According to the court, the provision, which identified state-owned company Klaipėdos Nafta (Klaipėda Oil) as the LNG facility project developer and which remained unchanged in the amended version of the law, was in line with the state’s fundamental law.
In addition to that, the court established that the so-called LNG supplement, which was applied in 2013 and has already been scrapped, was legitimate.
This means that Achema, the Lithuanian fertilizer manufacturer and the largest single gas consumer in the country, may eventually have to pay 14.2 million euros in that supplement, which it refused to pay in 2013 and challenged in court.
“The Constitutional Court has finally dismissed all doubts, if there were any, of transparency and legality of the LNG facility project. It’s an additional solid proof that Lithuania is able to ensure transparent and high-quality implementation of vital projects contributing to the country’s energy security,” Energy Minister Rokas Masiulis said in a press release.
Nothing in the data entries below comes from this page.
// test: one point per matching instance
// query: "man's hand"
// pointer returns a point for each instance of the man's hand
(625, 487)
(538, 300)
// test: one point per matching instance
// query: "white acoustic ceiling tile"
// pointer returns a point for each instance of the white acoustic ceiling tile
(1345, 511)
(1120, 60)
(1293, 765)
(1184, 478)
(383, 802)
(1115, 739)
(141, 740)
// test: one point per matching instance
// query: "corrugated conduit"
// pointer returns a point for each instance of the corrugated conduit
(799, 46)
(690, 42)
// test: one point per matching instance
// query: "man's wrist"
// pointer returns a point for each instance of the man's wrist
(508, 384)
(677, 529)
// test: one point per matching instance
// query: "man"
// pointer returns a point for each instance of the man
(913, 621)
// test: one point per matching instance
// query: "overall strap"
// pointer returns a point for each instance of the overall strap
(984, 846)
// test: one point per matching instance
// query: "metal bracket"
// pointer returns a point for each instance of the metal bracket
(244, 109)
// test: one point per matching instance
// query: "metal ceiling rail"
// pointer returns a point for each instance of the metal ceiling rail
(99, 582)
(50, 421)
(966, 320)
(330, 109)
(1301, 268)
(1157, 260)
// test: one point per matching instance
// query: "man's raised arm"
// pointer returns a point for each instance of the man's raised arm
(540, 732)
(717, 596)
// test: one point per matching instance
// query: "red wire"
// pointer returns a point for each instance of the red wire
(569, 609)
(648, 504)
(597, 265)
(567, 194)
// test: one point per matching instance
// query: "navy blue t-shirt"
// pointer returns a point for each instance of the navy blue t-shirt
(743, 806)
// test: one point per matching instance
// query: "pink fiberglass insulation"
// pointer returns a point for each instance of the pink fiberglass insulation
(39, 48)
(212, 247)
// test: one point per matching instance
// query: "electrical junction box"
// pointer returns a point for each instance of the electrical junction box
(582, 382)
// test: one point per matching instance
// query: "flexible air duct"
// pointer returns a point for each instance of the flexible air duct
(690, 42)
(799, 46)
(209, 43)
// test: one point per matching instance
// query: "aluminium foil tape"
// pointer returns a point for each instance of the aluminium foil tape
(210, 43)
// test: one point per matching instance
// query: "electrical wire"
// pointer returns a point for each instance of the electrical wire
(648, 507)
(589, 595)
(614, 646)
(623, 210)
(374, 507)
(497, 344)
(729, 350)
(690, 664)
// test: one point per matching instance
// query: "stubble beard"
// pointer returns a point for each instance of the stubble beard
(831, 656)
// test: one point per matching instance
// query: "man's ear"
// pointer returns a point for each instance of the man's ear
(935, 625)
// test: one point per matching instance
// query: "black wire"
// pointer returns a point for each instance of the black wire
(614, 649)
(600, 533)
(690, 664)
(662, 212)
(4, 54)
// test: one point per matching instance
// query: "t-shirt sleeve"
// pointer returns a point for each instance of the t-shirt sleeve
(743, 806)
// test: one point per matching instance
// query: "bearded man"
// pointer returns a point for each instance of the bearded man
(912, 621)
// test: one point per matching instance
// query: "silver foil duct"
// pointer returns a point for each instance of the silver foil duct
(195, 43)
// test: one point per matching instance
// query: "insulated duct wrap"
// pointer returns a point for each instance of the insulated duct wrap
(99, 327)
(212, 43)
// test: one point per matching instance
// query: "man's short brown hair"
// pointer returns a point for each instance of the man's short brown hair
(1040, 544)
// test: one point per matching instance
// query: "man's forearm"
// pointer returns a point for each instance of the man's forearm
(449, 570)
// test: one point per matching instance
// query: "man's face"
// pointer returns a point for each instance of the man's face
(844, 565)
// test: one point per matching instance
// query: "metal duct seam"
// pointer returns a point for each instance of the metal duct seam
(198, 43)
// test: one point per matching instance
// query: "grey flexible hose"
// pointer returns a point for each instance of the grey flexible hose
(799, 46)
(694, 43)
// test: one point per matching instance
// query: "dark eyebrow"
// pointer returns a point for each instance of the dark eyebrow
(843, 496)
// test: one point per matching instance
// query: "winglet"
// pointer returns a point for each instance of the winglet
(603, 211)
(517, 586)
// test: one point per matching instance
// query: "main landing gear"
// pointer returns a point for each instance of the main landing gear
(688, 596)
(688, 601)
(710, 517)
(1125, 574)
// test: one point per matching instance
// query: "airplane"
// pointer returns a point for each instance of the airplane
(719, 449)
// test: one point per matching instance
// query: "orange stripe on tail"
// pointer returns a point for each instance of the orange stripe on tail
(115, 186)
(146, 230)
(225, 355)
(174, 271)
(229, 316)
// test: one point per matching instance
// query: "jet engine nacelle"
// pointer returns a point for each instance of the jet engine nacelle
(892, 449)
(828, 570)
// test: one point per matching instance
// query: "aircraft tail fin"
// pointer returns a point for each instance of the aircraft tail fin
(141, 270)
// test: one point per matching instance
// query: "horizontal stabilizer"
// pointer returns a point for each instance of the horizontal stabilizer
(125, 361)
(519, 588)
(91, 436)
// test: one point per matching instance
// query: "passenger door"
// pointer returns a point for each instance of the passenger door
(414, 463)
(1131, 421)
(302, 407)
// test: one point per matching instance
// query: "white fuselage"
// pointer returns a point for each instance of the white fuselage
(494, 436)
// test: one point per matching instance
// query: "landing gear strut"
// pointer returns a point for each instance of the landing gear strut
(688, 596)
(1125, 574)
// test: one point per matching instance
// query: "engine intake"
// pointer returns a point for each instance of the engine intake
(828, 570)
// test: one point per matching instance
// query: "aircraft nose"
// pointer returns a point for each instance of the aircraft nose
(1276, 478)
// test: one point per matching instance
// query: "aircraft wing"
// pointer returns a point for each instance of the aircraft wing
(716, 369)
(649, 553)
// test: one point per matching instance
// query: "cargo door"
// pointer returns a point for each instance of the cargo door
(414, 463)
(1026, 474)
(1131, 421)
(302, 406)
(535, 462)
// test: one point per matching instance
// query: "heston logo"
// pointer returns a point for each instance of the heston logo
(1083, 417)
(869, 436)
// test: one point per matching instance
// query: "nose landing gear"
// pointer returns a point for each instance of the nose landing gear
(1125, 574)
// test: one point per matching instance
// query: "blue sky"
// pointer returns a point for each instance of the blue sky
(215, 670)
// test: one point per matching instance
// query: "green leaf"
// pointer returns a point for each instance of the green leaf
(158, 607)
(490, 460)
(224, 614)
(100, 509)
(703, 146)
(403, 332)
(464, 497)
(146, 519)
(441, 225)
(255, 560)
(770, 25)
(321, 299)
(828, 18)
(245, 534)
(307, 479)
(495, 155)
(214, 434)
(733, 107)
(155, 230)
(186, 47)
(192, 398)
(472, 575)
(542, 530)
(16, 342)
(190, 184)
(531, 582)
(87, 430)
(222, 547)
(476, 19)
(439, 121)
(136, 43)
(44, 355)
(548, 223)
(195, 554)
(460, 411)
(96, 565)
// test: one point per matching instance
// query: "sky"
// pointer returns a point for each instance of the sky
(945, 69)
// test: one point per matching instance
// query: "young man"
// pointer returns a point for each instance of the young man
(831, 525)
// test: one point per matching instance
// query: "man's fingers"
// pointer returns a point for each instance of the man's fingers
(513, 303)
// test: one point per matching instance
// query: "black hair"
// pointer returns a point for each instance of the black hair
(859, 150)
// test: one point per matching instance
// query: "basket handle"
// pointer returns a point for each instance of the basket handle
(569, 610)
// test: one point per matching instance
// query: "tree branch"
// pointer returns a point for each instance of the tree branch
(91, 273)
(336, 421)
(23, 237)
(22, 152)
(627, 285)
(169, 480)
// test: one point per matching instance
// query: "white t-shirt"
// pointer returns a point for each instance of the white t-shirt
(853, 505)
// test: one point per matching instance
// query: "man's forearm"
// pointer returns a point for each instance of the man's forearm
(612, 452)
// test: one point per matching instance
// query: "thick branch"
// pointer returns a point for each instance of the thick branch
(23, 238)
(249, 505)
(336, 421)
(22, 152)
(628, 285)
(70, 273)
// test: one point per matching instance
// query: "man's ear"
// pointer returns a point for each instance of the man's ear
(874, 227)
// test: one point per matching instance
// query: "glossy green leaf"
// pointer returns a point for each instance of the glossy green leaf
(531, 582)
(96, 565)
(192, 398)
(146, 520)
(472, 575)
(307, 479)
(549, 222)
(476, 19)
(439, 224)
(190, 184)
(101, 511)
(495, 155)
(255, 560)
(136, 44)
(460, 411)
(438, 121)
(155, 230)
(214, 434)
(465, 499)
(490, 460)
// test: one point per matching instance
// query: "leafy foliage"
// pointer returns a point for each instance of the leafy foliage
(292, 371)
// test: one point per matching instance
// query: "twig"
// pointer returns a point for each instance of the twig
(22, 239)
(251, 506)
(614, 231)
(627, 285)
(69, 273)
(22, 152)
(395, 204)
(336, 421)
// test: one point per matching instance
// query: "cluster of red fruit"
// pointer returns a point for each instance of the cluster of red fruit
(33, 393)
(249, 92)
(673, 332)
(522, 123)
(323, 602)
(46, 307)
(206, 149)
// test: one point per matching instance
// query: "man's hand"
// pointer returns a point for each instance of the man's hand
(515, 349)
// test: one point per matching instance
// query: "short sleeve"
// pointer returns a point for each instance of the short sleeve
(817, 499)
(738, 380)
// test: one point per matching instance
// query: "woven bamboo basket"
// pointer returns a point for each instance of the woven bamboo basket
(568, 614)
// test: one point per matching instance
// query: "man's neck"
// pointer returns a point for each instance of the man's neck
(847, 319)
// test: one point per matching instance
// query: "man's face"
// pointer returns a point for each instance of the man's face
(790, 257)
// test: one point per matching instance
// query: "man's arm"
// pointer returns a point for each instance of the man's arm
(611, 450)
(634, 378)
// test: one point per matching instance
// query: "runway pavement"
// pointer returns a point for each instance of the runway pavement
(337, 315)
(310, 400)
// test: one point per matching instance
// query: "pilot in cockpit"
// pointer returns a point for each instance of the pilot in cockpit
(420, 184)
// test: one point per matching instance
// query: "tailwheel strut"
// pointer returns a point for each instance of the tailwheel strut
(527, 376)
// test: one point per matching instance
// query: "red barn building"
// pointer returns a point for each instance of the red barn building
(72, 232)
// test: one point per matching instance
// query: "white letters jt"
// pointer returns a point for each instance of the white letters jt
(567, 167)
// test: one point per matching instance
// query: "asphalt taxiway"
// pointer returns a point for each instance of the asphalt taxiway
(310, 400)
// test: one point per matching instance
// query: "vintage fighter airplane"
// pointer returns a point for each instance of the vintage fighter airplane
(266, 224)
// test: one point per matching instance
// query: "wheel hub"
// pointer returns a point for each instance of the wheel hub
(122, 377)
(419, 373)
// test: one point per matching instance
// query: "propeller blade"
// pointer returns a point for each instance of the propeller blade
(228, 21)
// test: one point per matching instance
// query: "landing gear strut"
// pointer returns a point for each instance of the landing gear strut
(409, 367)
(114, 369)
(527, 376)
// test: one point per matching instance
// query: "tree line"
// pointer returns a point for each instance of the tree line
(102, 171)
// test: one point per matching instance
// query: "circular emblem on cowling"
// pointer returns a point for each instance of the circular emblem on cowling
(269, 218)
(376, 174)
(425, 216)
Opposition leader and former Prime Minister Andrius Kubilius told reporters that the court’s decision was important as it would put an end to Achema’s bad practice of looking for loopholes to evade statutory taxes.
Meanwhile lawyer Gytis Kaminskas, who represented a group of Social Democratic MPs, including Vytenis Andriukaitis, the current EU Commissioner for Health and Food Safety, stated that the court’s decision showed that it continued to apply double standards.
Rytis Budrius, chief lawyer at Achema, said that the company expected a different decision.
The fertilizer manufacturer would study the court’s arguments and would consider ways to end ongoing litigation in courts, he said.
“We hope that the authorities will consider changes in the natural gas sector brought by a drastic decrease in natural gas consumption and the resulting disproportionate growth in the burden on our company,” the lawyer told reporters.